A captain too soon?

Published : Oct 08, 2005 00:00 IST


HE loves the job, but the question is whether captaincy is weighing heavily on Leander Paes.

Right from tackling the problem of Harsh Mankad, the topmost Indian on the ATP computer being kept in the reserves, to deciding whether to put himself in singles or not, Leander has been grappling with a lot of issues.

Of course, we saw all the players sitting in the captain's seat during the tie against Sweden, including an injured Rohan Bopanna and Prakash Amritraj, but it is Leander who is taking all the decisions. He does talk to the whole team in trying to reach a consensus. He also showed true leadership in asking his share to be cut so that the fifth player could get a little more money. All said, there is no question that Leander should have played on the first day.

The Swedish captain Mats Wilander was quite mischievous when he said that it was a wise decision that Leander did not play himself in singles as he would have been in trouble had he played and fared below par.
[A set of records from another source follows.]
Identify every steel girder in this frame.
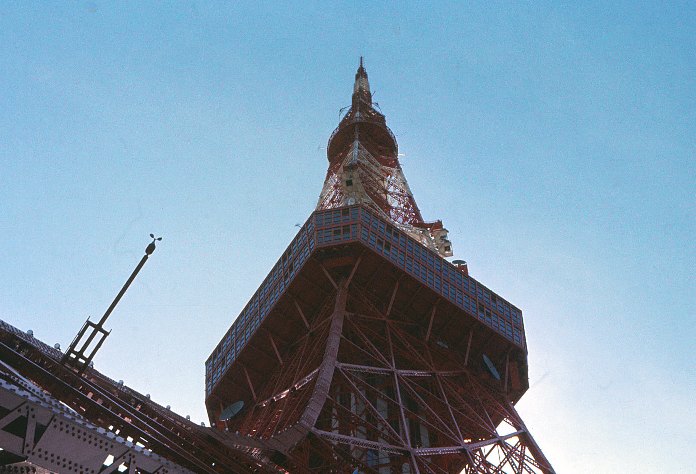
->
[220,281,554,474]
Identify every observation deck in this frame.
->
[206,205,528,414]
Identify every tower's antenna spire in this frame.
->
[353,56,372,107]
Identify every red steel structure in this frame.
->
[0,60,554,474]
[206,60,554,474]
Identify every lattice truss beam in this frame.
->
[226,276,554,474]
[0,364,192,474]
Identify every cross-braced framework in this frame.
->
[220,281,554,474]
[317,60,452,256]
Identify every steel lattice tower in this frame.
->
[206,59,554,474]
[0,60,554,474]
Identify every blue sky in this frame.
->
[0,2,696,473]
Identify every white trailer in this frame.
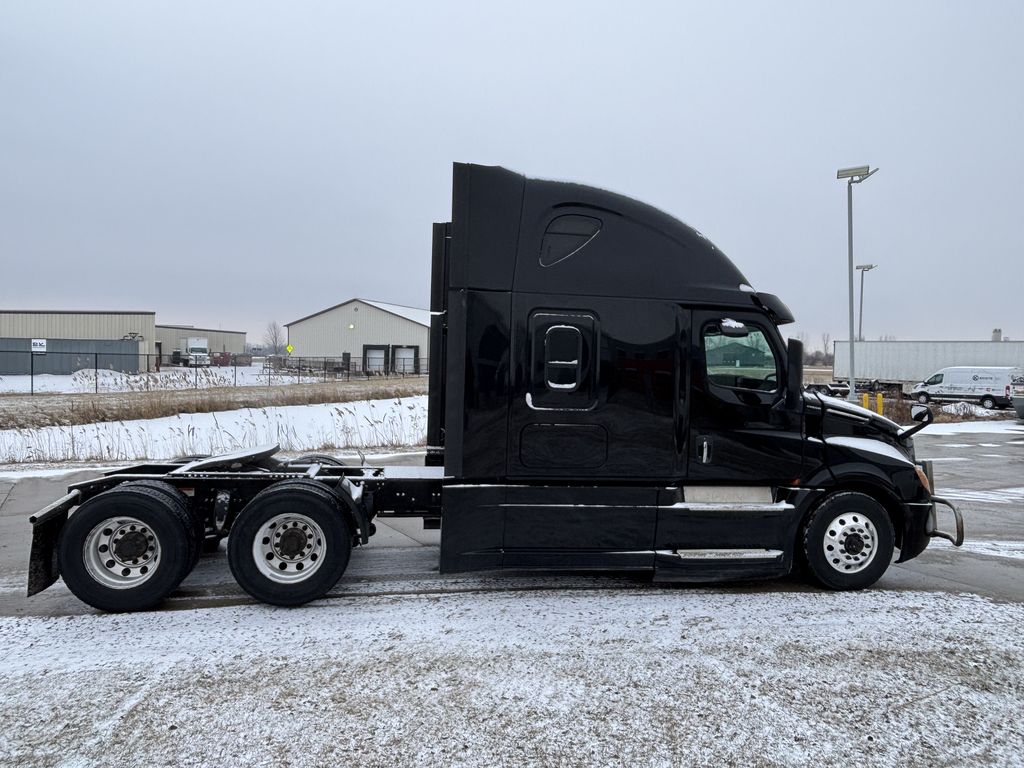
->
[833,341,1024,391]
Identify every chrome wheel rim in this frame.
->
[821,512,879,573]
[82,517,160,590]
[253,512,327,584]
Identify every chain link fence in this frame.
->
[0,349,430,395]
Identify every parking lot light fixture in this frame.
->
[836,165,879,402]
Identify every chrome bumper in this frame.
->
[927,496,964,547]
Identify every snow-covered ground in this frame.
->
[0,366,324,394]
[0,396,427,464]
[0,588,1024,768]
[921,418,1024,439]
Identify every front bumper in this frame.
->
[926,496,964,547]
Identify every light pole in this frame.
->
[857,264,878,341]
[836,165,879,402]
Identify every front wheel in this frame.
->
[227,479,352,606]
[803,490,895,590]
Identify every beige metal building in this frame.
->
[0,309,156,374]
[157,325,246,361]
[285,299,430,373]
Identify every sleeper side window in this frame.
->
[527,310,597,411]
[703,324,779,392]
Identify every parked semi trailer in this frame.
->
[833,341,1024,393]
[29,164,964,611]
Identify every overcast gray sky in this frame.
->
[0,0,1024,347]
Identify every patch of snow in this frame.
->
[0,396,427,464]
[921,419,1024,436]
[939,402,1004,419]
[928,539,1024,560]
[0,588,1024,767]
[0,366,323,394]
[939,487,1024,504]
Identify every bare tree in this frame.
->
[263,321,285,354]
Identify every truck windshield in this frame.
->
[703,326,778,392]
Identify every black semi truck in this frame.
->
[29,164,964,611]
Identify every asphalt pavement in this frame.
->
[0,434,1024,615]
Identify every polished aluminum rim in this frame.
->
[82,517,160,590]
[253,512,327,584]
[821,513,879,573]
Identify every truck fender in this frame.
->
[332,477,371,544]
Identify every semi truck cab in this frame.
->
[428,165,958,586]
[29,164,964,610]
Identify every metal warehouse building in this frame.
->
[286,299,430,373]
[156,326,246,362]
[0,309,156,376]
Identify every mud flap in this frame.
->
[28,489,82,597]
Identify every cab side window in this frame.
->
[703,325,779,392]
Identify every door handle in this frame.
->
[697,436,711,464]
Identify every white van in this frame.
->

He also said that Leander was perhaps not good at coaching himself in singles.

It was perhaps a strategy to reserve him for the third day, but as expected it was a futile wait. No other captain would have let a man of Leander's experience in Davis Cup cool his heels on the sidelines on the first day.

Leander with his inimitable `chip and charge' style of play, would have handled Johansson a lot better than Bopanna. He could have actually demoralised the Swedes and made them see demons in the surface. With a good start, the tie could have been alive till the fifth rubber.
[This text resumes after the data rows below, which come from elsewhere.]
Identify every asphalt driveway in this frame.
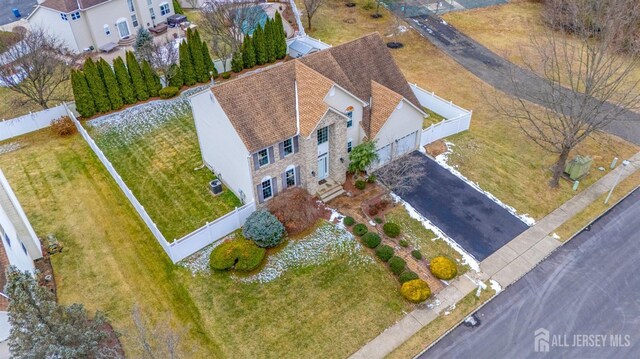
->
[388,151,529,261]
[420,190,640,359]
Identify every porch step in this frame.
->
[316,182,345,203]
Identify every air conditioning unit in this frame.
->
[209,179,222,196]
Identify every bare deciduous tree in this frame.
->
[494,0,640,187]
[374,154,424,195]
[200,0,262,70]
[131,304,190,359]
[304,0,326,31]
[0,28,75,109]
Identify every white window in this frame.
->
[318,127,329,145]
[262,178,273,200]
[160,2,171,16]
[284,168,296,188]
[282,138,293,157]
[258,148,269,167]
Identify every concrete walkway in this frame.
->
[351,152,640,359]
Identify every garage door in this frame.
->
[376,144,391,166]
[396,131,418,156]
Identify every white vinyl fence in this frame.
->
[410,84,473,146]
[0,104,67,141]
[65,105,256,263]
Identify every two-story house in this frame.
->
[190,34,425,203]
[27,0,174,52]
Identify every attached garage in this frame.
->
[396,131,418,156]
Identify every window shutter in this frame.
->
[256,183,264,203]
[271,177,278,197]
[278,142,284,159]
[253,152,260,170]
[267,146,276,163]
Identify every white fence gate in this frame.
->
[410,84,473,146]
[0,104,67,141]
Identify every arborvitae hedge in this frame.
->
[84,57,111,112]
[71,70,96,118]
[98,58,124,110]
[113,56,138,105]
[127,51,149,101]
[180,42,197,86]
[242,35,256,69]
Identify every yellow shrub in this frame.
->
[429,257,458,280]
[400,279,431,303]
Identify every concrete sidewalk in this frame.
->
[351,152,640,359]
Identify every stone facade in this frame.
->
[250,110,349,204]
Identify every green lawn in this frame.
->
[0,131,410,358]
[85,100,241,242]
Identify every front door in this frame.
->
[318,153,329,180]
[116,20,131,39]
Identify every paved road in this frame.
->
[0,0,38,25]
[421,190,640,358]
[388,152,529,261]
[391,11,640,144]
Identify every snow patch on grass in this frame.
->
[435,142,536,226]
[391,193,480,272]
[236,223,375,283]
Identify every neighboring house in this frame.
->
[28,0,174,52]
[0,171,42,344]
[190,34,426,207]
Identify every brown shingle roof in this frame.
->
[369,81,402,139]
[40,0,111,13]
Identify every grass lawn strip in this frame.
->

He may not be playing singles on the Tour these days, but the rest of his teammates are no patch on him, when it comes to playing Davis Cup on home soil. While Leander had set stringent standards for himself, he was projecting Prakash a lot more than he really deserved. Prakash was also struggling without playing enough competitive matches, and who knows Harsh Mankad could have been a better option.
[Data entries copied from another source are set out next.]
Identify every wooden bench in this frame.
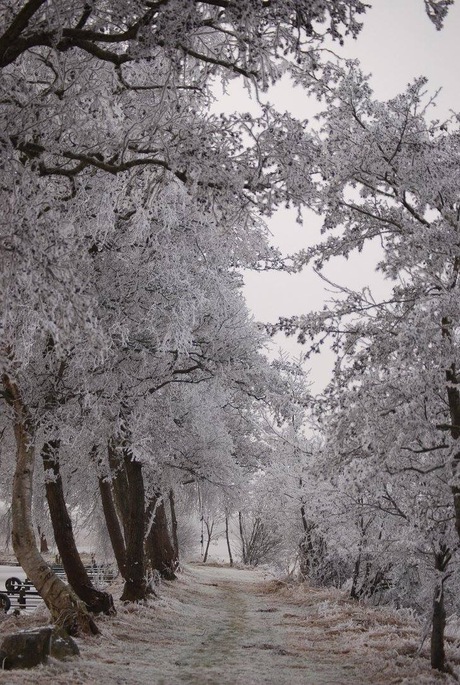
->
[0,564,116,612]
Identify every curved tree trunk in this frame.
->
[431,545,452,673]
[225,511,233,566]
[169,488,179,564]
[145,495,178,580]
[2,374,99,635]
[99,476,126,578]
[121,449,149,602]
[42,440,115,614]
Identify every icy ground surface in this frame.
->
[0,565,454,685]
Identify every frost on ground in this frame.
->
[0,565,455,685]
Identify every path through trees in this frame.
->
[0,565,455,685]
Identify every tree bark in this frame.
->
[99,476,126,578]
[431,546,452,673]
[238,511,248,564]
[169,488,179,564]
[203,521,214,564]
[225,511,233,566]
[2,374,99,635]
[121,448,149,602]
[145,494,178,580]
[107,439,130,540]
[42,440,115,614]
[442,316,460,538]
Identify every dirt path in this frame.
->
[165,568,366,685]
[0,565,450,685]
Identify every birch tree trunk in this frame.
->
[121,449,149,602]
[225,511,233,566]
[2,374,99,635]
[145,495,178,580]
[42,440,115,614]
[99,476,126,578]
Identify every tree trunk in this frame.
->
[107,439,130,540]
[38,526,49,554]
[203,521,214,564]
[42,440,115,614]
[431,583,446,671]
[442,316,460,538]
[225,512,233,566]
[3,374,99,635]
[238,511,248,564]
[121,448,149,602]
[431,546,452,673]
[145,494,178,580]
[169,488,179,564]
[99,476,126,578]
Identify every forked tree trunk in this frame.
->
[238,511,248,564]
[169,488,179,564]
[441,318,460,538]
[38,526,49,554]
[2,374,99,635]
[99,476,126,578]
[203,520,214,564]
[431,546,452,673]
[121,449,149,602]
[225,511,233,566]
[145,495,178,580]
[42,440,115,614]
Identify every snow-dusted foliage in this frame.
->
[270,64,460,668]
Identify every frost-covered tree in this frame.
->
[274,66,460,668]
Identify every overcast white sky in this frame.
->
[214,0,460,391]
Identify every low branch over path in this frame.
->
[0,565,458,685]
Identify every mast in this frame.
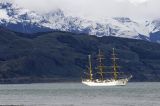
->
[97,49,105,80]
[88,55,93,81]
[111,48,119,80]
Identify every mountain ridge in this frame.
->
[0,2,160,42]
[0,28,160,83]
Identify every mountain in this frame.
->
[0,28,160,83]
[0,2,160,42]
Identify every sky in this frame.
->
[3,0,160,19]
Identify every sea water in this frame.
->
[0,82,160,106]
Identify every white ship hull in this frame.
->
[82,78,129,86]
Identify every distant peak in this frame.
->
[0,0,15,8]
[113,17,131,23]
[47,9,64,17]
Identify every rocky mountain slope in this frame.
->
[0,28,160,83]
[0,2,160,42]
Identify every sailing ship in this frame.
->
[82,48,132,86]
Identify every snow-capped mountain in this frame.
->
[0,2,160,41]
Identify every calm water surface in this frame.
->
[0,82,160,106]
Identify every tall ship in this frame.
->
[82,48,132,86]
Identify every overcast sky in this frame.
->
[4,0,160,19]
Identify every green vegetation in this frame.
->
[0,28,160,83]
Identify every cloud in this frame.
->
[10,0,160,19]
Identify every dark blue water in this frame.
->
[0,82,160,106]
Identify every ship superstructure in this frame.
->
[82,48,132,86]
Maybe, they would have kept Bopanna out, as had been done over the years.

It is, of course, easy to be wise after the event. Prakash is good on grass without doubt, but he was not match sharp. A good captain would have found that out, and acted accordingly as he had time till the eve of the draw to decide his playing four. As Leander himself admitted, there was not much difference between the three, and Harsh had to be kept out to give Prakash a chance to have a go at Bjorkman on the opening day. There are too many caps that Leander is forced to don these days, and that is costing the team a lot. The rest of the team needs to really push itself up to take Leander's singles berth at least in the ties at home.

Even in away ties, the rest hardly managed to win one singles rubber, as was the case against Japan in 2004.

It was breathtaking to watch Leander hit a return off a low bouncing ball without batting an eye-lid during the doubles. And he used the court like only he can.

Leander is too good to be weighed down by the responsibility of captaincy at this stage, when there is still a lot of magic left in him!